Hugo Hamilton
Hugo Hamilton was born the child of German-Irish parents in Dublin, Ireland, in 1953. He only attended schools where the teaching took place in his father's language, Gaelic. As the family spoke no English at home – Hamilton spoke German with his mother –, he learnt the language in which he writes today on the streets. Before he began writing short stories and novels, he worked as a journalist and travelled widely throughout Europe.

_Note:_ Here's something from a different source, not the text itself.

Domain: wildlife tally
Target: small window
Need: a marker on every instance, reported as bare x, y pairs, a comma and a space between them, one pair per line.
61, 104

To date, Hamilton has published five novels and a collection of short stories. Three of the novels are set in Germany and reflect – determined by the influence of both German and Irish culture – the viewpoint of an outsider. His double cultural background, his "dual" identity have led Hamilton to become one of the "European" voices of his generation. His mother's death stimulated Hamilton to investigate – in "war-love" – his "divided identity" and the "almost-fiction of his own Germanness".

The protagonist of his two Ireland novels is the guardian of the law Pat Coyne.

The Times wrote of "Headbanger", a "top-class, black-humour crime story that recalls a 'film noir' of the 50s": "This is what might emerge if Flann O'Brien's universal scholar De Selby crossed the novels of Raymond Chandler with those of Patrick McCabe."
Hamilton has received numerous awards and fellowships for his work. In 1992, he was presented with the Rooney Prize for Irish Literature.